7 minutes agoAurornis

North Carolina passed Senate Bill 266, changing how utilities can recover costs for projects under construction amid rising energy demand, particularly from data centers. Now Duke Energy wants a double digit price rate increase: https://starw1.ncuc.gov/NCUC/ViewFile.aspx?Id=0ac12377-99be-...

2 minutes agomysterydip

"Committing to buying the glass to replace the window I broke in your shop to rob the place, you're welcome."

> Training a single frontier AI model will soon require gigawatts of power, and the US AI sector will need at least 50 gigawatts of capacity over the next several years.

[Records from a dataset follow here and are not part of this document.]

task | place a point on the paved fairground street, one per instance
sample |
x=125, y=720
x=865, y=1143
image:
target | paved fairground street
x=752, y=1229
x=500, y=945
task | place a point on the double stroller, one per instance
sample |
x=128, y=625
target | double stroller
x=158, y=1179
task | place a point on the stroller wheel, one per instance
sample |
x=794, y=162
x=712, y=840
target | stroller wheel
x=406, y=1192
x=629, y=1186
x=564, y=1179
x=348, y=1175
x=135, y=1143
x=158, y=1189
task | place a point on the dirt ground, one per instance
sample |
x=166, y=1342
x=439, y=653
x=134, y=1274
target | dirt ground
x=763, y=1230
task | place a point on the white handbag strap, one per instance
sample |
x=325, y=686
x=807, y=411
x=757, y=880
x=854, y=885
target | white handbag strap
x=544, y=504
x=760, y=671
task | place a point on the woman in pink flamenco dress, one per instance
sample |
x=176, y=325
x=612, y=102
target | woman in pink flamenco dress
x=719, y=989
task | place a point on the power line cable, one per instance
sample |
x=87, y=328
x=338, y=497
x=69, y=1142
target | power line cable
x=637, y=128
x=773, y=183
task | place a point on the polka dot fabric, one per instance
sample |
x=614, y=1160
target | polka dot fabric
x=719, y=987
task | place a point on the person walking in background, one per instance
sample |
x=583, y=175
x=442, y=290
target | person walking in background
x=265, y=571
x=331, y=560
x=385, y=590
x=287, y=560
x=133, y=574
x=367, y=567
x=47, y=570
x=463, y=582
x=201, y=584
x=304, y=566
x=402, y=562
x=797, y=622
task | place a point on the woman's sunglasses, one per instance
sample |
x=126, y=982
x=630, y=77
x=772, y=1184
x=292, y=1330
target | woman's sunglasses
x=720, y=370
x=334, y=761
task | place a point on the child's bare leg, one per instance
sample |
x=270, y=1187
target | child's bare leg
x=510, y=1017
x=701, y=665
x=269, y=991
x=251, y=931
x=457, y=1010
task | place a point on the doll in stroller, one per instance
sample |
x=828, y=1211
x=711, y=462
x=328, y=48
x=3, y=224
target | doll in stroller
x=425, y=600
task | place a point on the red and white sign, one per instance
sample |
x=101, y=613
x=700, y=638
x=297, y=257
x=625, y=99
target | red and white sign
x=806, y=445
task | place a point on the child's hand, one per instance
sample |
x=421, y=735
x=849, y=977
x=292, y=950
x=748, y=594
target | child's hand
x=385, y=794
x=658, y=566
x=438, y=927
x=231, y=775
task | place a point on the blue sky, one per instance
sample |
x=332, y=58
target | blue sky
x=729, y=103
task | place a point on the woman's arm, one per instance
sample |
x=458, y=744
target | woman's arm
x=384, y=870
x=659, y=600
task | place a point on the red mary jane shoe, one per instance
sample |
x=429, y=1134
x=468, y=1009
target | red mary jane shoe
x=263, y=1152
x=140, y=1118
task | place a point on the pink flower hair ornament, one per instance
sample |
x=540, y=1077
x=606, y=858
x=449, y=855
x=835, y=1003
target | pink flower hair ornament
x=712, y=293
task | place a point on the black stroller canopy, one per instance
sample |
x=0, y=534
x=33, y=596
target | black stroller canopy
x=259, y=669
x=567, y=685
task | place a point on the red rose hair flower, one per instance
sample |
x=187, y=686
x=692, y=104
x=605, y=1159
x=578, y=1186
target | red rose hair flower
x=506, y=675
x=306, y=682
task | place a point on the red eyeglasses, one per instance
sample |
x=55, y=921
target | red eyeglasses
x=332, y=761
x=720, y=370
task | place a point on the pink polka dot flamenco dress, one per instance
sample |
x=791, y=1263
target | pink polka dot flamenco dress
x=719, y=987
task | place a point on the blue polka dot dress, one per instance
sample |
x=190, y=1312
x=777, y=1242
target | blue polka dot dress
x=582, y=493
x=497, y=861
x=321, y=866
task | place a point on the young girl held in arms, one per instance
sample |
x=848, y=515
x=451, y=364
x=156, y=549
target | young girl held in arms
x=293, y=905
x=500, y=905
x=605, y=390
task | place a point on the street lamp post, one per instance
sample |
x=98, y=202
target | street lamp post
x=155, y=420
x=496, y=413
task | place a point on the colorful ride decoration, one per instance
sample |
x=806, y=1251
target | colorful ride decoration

These things are so hideously inefficient. All of you building these things for these people should be embarrassed and ashamed.

9 minutes agounltdpower

Rather have the government tax these entities (great way to have the public support a VAT in this instance) than rely on their "benefactors" that have shown zero remorse in the societal destruction against the planet and humanity, but okay.

18 minutes agoshimman

Utilities do charge infrastructure projects for their interconnection costs. Maybe there was some hypothetical situation where some costs would have gone into a general budget, but utilities aren’t usually in the habit of doing large interconnection projects for free and sending the bills to consumers.